Zu alt für ein Kind? Viele Jahre schien es für unsere Autorin Sabine Reichel die allerbeste Idee, kinderlos zu sein, Freiheit und Spontaneität zu zelebrieren. Jetzt ist es zu spät für ein eigenes Kind.
Zu alt für ein Kind?!
© boerdi/photocase.com

Es war eine verheiratete Freundin, Ende 40, die mit ihrem vierten Kind schwanger war. Wir befreundeten Mütter und Nichtmütter fanden diese vielen Schwangerschaften "übertrieben" und haben auch kräftig gelästert. Bis sie mir bei einem letzten Treffen vor der Entbindung ganz direkt in die Augen blickte - es lag eine Spur Mitleid im Blick - und sagte: "Ich kann nicht verstehen, wieso man ein Leben ohne Kinder überhaupt wollen kann." Normalerweise empfand ich Mitleid mit Müttern in meinem Alter, besonders mit den nervösen und gestressten, die zu Hause öfter an mauligen, türenknallenden Teenagern verzweifelten und uns mit neidischen Augen zu betrachten schienen. Jetzt spürte ich eine Faust in der Magengrube und kam mir für einen Moment vor wie eine Falschspielerin, die mit gezinkten Karten erwischt wurde - zu alt für ein Kind.

Bin ich damals zu weit vorgeprescht, kläglich gescheitert?

Weil sie keine Kinder wollten, weil der passende Moment oder Mann fehlte, der mitmachen wollte, weil die Karriere wichtiger oder das Leben gerade so herrlich spontan und komplett ausgefüllt war - die Hauptgründe, warum viele Frauen zwischen 45 und 60 keine Kinder haben.
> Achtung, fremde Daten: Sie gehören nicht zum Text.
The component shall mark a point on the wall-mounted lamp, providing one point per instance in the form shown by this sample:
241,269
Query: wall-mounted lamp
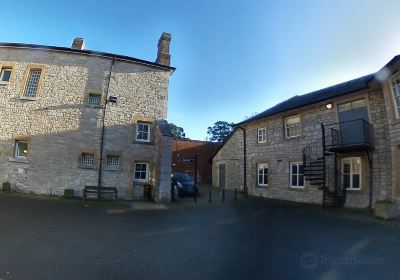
112,99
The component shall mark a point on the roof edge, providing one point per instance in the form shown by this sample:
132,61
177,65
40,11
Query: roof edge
86,52
255,118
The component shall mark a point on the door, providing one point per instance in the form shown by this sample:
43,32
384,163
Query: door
222,176
351,126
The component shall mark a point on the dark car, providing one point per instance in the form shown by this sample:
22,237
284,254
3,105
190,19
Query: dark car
182,184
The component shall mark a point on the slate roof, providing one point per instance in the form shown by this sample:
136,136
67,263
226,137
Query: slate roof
314,97
87,52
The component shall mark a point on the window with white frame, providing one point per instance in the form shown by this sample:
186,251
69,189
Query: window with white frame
87,159
292,126
396,94
21,149
112,160
94,99
141,172
5,74
351,173
32,83
296,175
262,135
262,174
143,132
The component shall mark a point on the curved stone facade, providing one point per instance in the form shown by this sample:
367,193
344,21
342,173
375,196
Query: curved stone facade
59,124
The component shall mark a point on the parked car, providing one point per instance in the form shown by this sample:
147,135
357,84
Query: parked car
182,184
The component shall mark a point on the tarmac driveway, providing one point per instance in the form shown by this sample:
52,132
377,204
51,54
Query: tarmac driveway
43,238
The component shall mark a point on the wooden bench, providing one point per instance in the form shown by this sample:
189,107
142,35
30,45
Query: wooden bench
103,191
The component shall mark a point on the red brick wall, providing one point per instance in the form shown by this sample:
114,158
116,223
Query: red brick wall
182,149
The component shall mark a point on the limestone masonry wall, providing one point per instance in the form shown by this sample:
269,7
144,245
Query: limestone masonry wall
59,124
279,151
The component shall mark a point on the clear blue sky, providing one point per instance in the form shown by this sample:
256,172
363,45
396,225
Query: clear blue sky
233,58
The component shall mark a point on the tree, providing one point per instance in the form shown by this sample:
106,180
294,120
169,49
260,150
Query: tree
220,131
177,131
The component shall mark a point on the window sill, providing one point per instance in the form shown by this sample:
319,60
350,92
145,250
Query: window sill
19,160
94,106
141,182
115,169
296,188
27,98
87,166
293,137
144,142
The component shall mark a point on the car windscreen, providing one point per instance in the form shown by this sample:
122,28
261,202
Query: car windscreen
183,177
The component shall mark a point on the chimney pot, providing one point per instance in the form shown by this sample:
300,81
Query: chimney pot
163,56
78,44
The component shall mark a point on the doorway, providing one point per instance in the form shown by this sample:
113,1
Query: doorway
351,116
222,176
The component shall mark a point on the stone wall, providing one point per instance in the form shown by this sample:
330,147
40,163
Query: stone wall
279,151
59,124
230,155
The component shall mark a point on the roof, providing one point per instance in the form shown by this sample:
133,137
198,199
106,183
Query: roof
314,97
164,127
87,52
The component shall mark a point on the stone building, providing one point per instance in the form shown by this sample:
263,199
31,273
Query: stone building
184,150
335,146
72,117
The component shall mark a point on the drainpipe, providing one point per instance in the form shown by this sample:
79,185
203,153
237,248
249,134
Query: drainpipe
370,180
244,160
103,127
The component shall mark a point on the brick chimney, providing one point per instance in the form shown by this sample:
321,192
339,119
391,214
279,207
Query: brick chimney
78,44
163,56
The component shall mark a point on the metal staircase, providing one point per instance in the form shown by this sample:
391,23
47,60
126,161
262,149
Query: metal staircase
319,168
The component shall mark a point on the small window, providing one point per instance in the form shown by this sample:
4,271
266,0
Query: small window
296,175
94,99
351,173
87,159
361,103
262,174
262,135
21,149
5,74
112,161
143,132
396,95
141,172
32,83
292,126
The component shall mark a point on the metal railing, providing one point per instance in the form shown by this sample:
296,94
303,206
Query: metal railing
349,134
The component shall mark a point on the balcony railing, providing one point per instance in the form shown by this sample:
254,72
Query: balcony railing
349,136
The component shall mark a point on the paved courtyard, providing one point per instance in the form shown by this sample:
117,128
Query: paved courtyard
44,238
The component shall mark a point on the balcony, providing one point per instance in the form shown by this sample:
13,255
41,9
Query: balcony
349,136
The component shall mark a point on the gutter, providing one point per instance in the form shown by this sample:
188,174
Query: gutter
87,52
244,160
103,127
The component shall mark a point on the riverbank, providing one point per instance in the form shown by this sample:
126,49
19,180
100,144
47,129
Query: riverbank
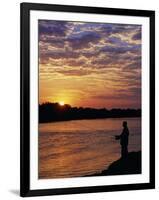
130,165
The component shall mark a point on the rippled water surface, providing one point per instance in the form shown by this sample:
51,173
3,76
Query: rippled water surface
82,147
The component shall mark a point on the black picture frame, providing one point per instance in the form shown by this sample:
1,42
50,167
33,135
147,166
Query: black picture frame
25,9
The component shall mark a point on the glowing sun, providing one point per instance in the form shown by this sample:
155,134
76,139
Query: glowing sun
61,103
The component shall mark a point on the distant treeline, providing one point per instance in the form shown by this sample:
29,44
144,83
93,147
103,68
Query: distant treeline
49,112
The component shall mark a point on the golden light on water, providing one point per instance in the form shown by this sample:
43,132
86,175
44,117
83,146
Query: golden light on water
61,103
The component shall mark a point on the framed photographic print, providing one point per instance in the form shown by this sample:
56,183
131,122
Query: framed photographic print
87,99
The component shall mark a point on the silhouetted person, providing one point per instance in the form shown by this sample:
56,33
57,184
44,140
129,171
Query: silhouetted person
124,139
Ja, und eines Tages war dann die biologische Uhr abgelaufen, ein letzter verzweifelter Babyversuch vielleicht noch bei einigen, aber für den Rest galt das Thema dann auch als abgehakt. Oder? Mich hatten nun späte Zweifel eingeholt. Woher kam die plötzliche Trauer über einen scheinbaren Verlust, den ich bisher nie so empfunden hatte? Bin ich vielleicht damals zu weit vorgeprescht und war letztendlich bei dem Versuch, dem typisch weiblichen Los der Mutterschaft ein Schnippchen zu schlagen, kläglich gescheitert? Und wo hatte sich der Kinderwunsch, sollte ich ihn denn heimlich gehabt haben, bloß versteckt, als ich jung war?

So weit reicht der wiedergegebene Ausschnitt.